After being expelled from his old school for fist-fighting delinquents, Fudō Nomura transfers to the Private Aichi Symbiosis Academy. But, the Academy has strict rules enforced by an all-female group called the Supreme Five Swords. Or to put it another way: The girls discipline the boys with weapons. Now Fudō is constantly hounded by the Supreme Five Swords to either conform to the rules or leave the Academy.
The mere fact the basis of Armed Girls Machiavellism is a group of five girls trying to kick Fudō out of the school (or make him kowtow to the rules) seems like the setup to a “harem series” that embraces all the tropes. But, while it does keep in line with many major tropes, these tropes are a narrative tool that allows other aspects of the series to shine through.
Tropes allow the viewer to quickly understand the base structure of the story—to predict in broad arcs what is to come. Each episode, for example, we know that Fudō will beat one of the Supreme Five Swords and that she will promptly fall in love with him. By treating this pattern as a given, less running time is needed to set up each conflict and instead be allocated in other areas.
This predictability is what makes Armed Girls Machiavellism work so well. It allows the viewer to focus on the characters, action set pieces, setting, and the conflict that is brewing between Fudō and the character Kirukiru “Empress” Amō.
This is doubly important for a harem series like Armed Girls Machiavellism. We need to learn each of the Swords’ identity, her defining qualities, what set’s her apart from the minor characters, how she navigates the setting, and how she acts during the action scenes—and all in the single episode that focuses on her.
The third episode is a fantastic example of how this all comes together in the series. Member of the Supreme Five Swords, Mary Kikakujō, wants to discipline Fudō. So, in the episode we are introduced to Mary, all her characters quirks, her sword fighting style, why she want to discipline Fudō, and why she ultimately falls for him.

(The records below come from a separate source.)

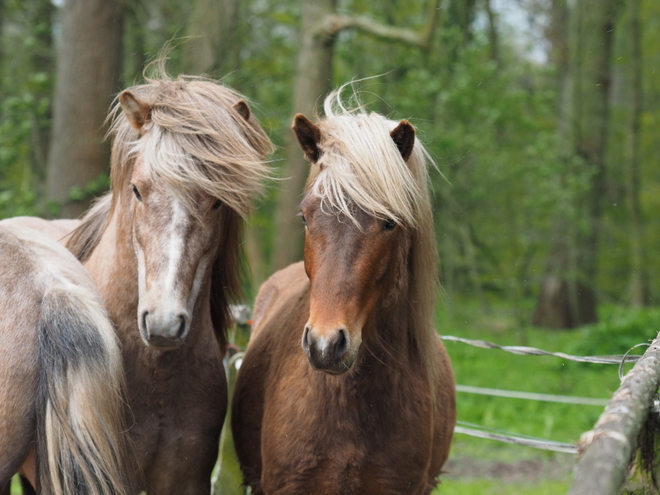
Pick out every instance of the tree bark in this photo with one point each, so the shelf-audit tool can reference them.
(639, 293)
(213, 27)
(319, 28)
(567, 298)
(88, 75)
(312, 81)
(606, 451)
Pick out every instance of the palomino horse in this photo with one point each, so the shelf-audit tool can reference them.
(62, 383)
(345, 387)
(163, 248)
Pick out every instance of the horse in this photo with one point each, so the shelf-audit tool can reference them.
(345, 387)
(61, 376)
(163, 248)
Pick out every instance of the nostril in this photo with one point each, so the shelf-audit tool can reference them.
(183, 323)
(342, 344)
(144, 321)
(305, 340)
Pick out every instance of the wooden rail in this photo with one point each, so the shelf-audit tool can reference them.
(606, 451)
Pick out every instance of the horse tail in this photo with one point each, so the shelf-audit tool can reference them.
(82, 443)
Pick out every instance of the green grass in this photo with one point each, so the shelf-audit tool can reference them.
(494, 487)
(489, 467)
(486, 467)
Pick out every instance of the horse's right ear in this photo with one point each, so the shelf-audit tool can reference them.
(137, 112)
(308, 135)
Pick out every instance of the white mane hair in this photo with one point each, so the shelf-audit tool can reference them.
(361, 164)
(195, 140)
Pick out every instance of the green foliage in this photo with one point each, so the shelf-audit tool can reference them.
(619, 333)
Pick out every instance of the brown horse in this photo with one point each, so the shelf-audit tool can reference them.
(61, 376)
(345, 387)
(163, 248)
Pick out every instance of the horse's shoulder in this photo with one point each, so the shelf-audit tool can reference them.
(283, 289)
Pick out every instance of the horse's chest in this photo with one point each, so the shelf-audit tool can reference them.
(364, 443)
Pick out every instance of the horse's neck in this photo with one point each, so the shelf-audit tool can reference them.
(112, 265)
(394, 338)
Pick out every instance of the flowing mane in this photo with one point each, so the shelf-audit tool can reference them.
(195, 140)
(360, 164)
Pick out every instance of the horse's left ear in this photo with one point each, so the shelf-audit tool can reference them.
(308, 135)
(242, 108)
(137, 112)
(403, 136)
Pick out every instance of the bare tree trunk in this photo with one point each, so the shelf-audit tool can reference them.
(567, 296)
(213, 25)
(312, 81)
(638, 281)
(88, 74)
(319, 28)
(41, 13)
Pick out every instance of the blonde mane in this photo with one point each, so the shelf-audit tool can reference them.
(360, 164)
(195, 140)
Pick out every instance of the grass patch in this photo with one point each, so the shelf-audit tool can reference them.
(618, 331)
(495, 487)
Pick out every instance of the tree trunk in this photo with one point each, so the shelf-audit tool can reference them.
(88, 75)
(41, 13)
(319, 28)
(313, 80)
(213, 27)
(638, 281)
(567, 297)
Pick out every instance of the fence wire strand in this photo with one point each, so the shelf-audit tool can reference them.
(533, 351)
(500, 436)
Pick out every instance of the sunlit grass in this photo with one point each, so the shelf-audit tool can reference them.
(490, 463)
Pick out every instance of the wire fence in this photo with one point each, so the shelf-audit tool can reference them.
(517, 439)
(483, 432)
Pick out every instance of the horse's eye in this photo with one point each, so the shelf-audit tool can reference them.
(137, 193)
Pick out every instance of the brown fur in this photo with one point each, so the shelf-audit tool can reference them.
(374, 414)
(61, 377)
(185, 166)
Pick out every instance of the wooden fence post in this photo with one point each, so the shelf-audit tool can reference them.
(606, 451)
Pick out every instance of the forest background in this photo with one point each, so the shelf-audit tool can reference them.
(543, 117)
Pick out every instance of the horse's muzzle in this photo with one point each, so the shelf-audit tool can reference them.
(329, 352)
(165, 332)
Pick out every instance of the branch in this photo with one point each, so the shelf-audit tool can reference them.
(608, 448)
(332, 24)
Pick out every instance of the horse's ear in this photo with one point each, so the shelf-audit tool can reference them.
(403, 136)
(308, 135)
(137, 112)
(242, 108)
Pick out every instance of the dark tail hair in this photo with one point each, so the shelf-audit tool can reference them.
(82, 443)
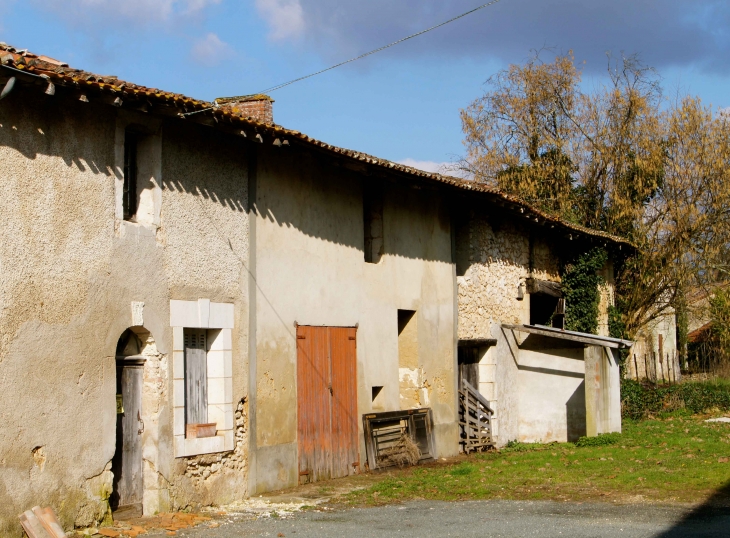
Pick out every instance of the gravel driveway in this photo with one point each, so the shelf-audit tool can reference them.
(480, 519)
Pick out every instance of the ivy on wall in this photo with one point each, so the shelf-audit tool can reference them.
(581, 291)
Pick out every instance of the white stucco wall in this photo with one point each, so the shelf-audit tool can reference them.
(69, 273)
(310, 270)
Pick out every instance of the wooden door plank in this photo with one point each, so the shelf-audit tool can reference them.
(130, 485)
(313, 381)
(345, 450)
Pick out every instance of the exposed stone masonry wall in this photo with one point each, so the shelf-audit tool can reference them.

That’s a lot to unpack in half an hour—especially when anywhere from five to seven minutes is used strictly for an action scene. If it weren’t handled carefully, it would compromise Mary as an interesting character we want to care about. Yet, with the episode following a predictable framework, we are given the opportunity to see the facets of Mary in more detail.
What’s more, because Armed Girls Machiavellism embraces an episodic predictability, the larger plot points are explored at a very good pace. The greater conflict between Fudō and Empress is one such case. It’s not just a friendly rivalry between delinquents or an all out war between them. In fact, it’s been shrouded in mystery, but as the series progresses, we’re slowly learning about why the two characters want to fight each other again. That’s the real beauty of the predictable episodes: It forces us to pay attention to the conflict brewing in the background that will play a role in climax of the series. Thus, in the end, we get fun episodes while also being treated to a larger conflict looming in the shadows.
Or to put it another way, Armed Girls Machiavellism shows that being predictable isn’t inherently a bad thing: It’s what you do with predictability to make other aspects of an anime shine.